Öğretmenler bu bilgileri öğrenince nerede
kullanacaklar? İçi yanlışlarla dolu, internet çöplüğünün kopyala yapıştır
nüshası olan ders ve çalışma kitaplarını mı, bu saçma bilgilerle kafasını
doldurup, yarının karanlık ufku gizlenmeye çalışılan çocukların zihinsel faaliyetlerini
mı? Bu çocukların sizlerin yanlışlarını hazmedip etmediklerini mi? Her gün
değiştirmenize rağmen, bir türlü bulmayı başaramadığınız doğru idari yazışma
kurallarını mı? Beceriksiz öğretim üyelerinizin öğretemediği ölçme ve
değerlendirmeyle mağdur etmeye devam ettiğiniz aday öğretmen bilgilerini mi?
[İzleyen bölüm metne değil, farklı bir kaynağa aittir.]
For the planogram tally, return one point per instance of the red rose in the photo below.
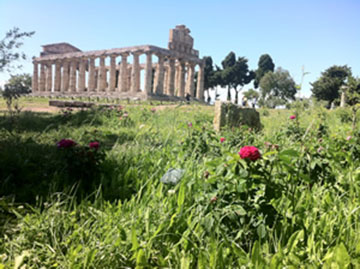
(250, 152)
(94, 145)
(66, 143)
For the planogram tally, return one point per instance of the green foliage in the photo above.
(327, 87)
(297, 206)
(8, 48)
(265, 65)
(17, 86)
(276, 88)
(235, 74)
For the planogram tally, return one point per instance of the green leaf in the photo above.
(289, 152)
(181, 196)
(134, 241)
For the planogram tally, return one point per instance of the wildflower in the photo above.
(250, 152)
(94, 145)
(275, 147)
(267, 144)
(65, 143)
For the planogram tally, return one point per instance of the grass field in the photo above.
(102, 205)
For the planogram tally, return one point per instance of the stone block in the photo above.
(231, 115)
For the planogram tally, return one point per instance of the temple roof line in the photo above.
(193, 57)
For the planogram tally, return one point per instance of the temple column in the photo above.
(135, 74)
(166, 78)
(48, 77)
(57, 82)
(81, 76)
(35, 78)
(91, 77)
(200, 83)
(128, 78)
(171, 78)
(182, 79)
(190, 85)
(112, 73)
(102, 75)
(177, 79)
(123, 72)
(159, 76)
(148, 72)
(65, 76)
(73, 75)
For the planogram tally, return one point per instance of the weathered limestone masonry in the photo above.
(64, 70)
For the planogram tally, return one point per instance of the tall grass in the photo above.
(297, 206)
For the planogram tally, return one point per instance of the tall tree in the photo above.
(9, 46)
(277, 88)
(241, 76)
(228, 72)
(265, 65)
(327, 87)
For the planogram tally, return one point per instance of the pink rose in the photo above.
(65, 143)
(250, 152)
(94, 145)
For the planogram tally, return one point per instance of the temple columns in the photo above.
(200, 83)
(57, 81)
(102, 75)
(65, 77)
(35, 78)
(48, 77)
(123, 72)
(159, 76)
(171, 77)
(182, 79)
(112, 73)
(81, 77)
(73, 75)
(148, 72)
(135, 74)
(190, 85)
(91, 76)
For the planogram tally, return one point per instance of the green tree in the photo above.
(265, 65)
(277, 88)
(9, 46)
(327, 87)
(241, 76)
(228, 72)
(252, 94)
(17, 86)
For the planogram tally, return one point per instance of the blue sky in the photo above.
(314, 34)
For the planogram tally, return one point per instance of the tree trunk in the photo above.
(229, 94)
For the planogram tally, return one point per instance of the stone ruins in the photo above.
(67, 71)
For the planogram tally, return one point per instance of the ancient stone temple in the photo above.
(165, 74)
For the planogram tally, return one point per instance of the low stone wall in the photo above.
(231, 115)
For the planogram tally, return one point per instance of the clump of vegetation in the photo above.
(284, 196)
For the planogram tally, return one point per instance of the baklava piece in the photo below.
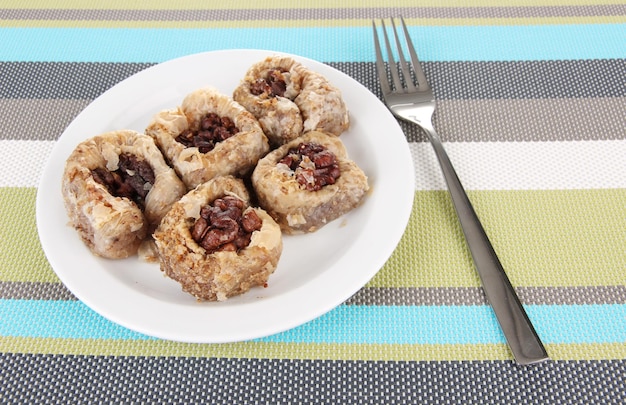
(116, 189)
(209, 135)
(215, 244)
(289, 99)
(308, 182)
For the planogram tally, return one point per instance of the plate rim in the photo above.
(293, 314)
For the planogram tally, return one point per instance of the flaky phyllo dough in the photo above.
(221, 274)
(236, 155)
(296, 208)
(113, 226)
(288, 99)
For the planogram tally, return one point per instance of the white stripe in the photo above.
(22, 162)
(480, 165)
(525, 165)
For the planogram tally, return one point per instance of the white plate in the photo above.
(316, 272)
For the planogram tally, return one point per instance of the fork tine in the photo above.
(406, 72)
(419, 73)
(380, 64)
(394, 71)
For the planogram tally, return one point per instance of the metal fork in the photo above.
(414, 102)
Öğretmen olduğundan bu yana hiç ölçme ve değerlendirme yapmadığı için unutup
sayenizde hatırlayarak kendi kendilerini ölçme ve değerlendirmeye tabi
tutmalarını mı? AKP iktidarları süresince, birbirini karalayan ve yalanlayan
bakanların evhamlarını mı? Atadıkları bürokratların kâğıt üstünde bile bir boka
yaramayan projelerini mi? Neyi ölçüp değerlendirecek öğretmen?
Richard Bach’ın “Meraklılar” romanında
kullandığı ölçümle, hangi öğrenci, hangi dersin yazılı yoklamasından kaç millî
pençe, performansın hangisinden kaç millî pençe, hangi dersin projesinden kaç
millî pençe almış bunları mi ölçecek öğretmen? Eğer ölçme ve değerlendirmeye
vakıf olacak kadar bilgi sahibiyseniz siz oturan maratoncu bürokratlar da,
öğretmenlerin boylarının ölçüsünün kaç pençe edebileceğini hesaplayın, nasıl olsa
öğretmen denen zavallı mahlûkla masa tenisi oynamaya alışmışsınız. Çünkü bu
garibanlar alışılmış köleler olduklarından ne söylerseniz yapmaya hazırlar.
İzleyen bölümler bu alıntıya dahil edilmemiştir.